Assets held within the UK workplace retirement and savings market are set to grow from around £830billion today to £2.5 trillion in 10 years-time. No-one doubts the size of the prize in capturing part of that market and serving it effectively.
While it is impossible to get perfect outcomes for millions of UK consumers with little engagement from them, it is possible to do significantly better than the FCA's worst case examples today.
There are two strands to help bridge the ‘engagement gap’:
Digital technology and data: Over the past five years, the technology and data insights to enable a richer, more personalised retirement experience for consumers, has become much more accessible to the workplace retirement and savings market. Its applications lie across advised and non-advised propositions, from accumulation right through to end of life and inheritance planning.
In adopting this sort of technology, advisers’ jobs become easier, D2C propositions become more powerful, and firms get the added benefit of much richer management information to improve (and evidence) their governance processes.
Consumer behaviour: As a highly regulated industry with many prescriptive rules around the information we must provide to someone, it’s not surprising it doesn’t always land well with the end customer.
Periodically taking a step back and assessing what matters most to people, reflecting emerging social trends that are relevant (e.g.
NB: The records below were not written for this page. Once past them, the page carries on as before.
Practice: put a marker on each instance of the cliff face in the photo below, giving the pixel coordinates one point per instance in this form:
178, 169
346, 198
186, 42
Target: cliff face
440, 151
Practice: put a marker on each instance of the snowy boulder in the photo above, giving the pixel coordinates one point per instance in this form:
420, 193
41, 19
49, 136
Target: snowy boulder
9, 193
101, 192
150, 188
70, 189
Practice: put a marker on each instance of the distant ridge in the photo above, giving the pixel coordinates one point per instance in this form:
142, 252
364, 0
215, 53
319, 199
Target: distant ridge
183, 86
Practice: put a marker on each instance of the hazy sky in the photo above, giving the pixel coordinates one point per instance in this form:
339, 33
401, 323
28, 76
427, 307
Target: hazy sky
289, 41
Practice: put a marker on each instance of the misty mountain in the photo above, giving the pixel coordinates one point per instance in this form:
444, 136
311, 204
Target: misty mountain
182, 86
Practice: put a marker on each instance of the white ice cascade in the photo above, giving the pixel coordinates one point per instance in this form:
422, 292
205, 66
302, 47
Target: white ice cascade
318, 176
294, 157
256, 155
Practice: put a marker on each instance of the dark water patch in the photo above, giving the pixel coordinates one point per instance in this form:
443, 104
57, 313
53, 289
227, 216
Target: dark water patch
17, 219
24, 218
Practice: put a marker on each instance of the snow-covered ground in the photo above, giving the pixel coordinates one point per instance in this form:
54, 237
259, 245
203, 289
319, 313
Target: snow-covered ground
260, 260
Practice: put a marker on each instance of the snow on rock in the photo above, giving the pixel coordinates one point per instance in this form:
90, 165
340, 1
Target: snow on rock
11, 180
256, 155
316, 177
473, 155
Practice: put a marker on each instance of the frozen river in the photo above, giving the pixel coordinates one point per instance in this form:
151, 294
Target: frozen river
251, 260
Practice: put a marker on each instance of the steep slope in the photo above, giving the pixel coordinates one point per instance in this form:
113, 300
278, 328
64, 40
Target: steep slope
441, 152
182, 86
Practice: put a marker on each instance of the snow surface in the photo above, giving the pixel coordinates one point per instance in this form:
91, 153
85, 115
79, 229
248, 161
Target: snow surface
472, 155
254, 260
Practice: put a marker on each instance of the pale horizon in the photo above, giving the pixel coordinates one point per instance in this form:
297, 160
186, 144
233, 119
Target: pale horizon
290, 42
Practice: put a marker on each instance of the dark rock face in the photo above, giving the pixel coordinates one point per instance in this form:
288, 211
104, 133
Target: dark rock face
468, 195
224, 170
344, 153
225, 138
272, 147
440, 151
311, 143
ESG in investments) and looking at behavioural science techniques, can lead to simple ways to tweak products and propositions and improve engagement from people.
With the FCA closely scrutinising this area in the year ahead and some specific requirements like investment pathways on the delivery roadmap, now is the moment to look outwards and identify those win-win development areas. Spend time now working to improve propositions to deliver better customer outcomes while enhancing your governance and risk protection to your business at the same time.